It's #SAMDRAL time, friends! Today is the beginning of the Seventh Annual May Dickens Read-Along, and this year's book is Oliver Twist. Start your engines!
I couldn't find our physical copy of the book. I have a Kindle Dickens compendium, but I don't love using it. It's just so big that the navigation is clunky and the mileposts are meaningless. You are at location 116738 of 11167934, it tells me. So I downloaded a free version of Oliver Twist in the Kindle store, and I dove in.
First the author bio raised my eyebrows. It said, "Charles John Huffam Dickens pen-call 'Boz,' become the foremost English novelist of the Victorian technology, as well as a full of life social campaigner."

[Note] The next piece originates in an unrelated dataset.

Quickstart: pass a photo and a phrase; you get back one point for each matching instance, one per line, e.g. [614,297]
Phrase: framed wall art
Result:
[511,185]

"Huh," I thought to myself as I turned to chapter 1, "those are not words that usually go in a row."
"...Wait a minute," I said to myself approximately one paragraph into Chapter 1, "this is not right." On page 2 the physician attending Oliver's birth is alleged to have said to his mother, "Oh, you should not now talk approximately dying but." It gets worse from there.
I'm trying to figure this out. Did someone take a translation of Oliver Twist, run it through Google Translate to put it back into an approximation of English, and then post it in the Kindle store? Is it Oliver Twist for denizens of the Uncanny Valley? It has that same sort of almost-but-not-quite feel.
Luckily there is more than one free Kindle edition, and the next one I found appears to be have been written by Dickens himself and not his AI counterpart.
So! To the workhouse we go! Maternal mortality and child labor and food insecurity -- how's that for a cheerful beginning? The next time my children complain that the WiFi is too slow for them, I'll say, "Hey, at least you're not an ORPHAN picking OAKUM in the WORKHOUSE."
I'm sure that will fill them with a spirit of gratitude, aren't you?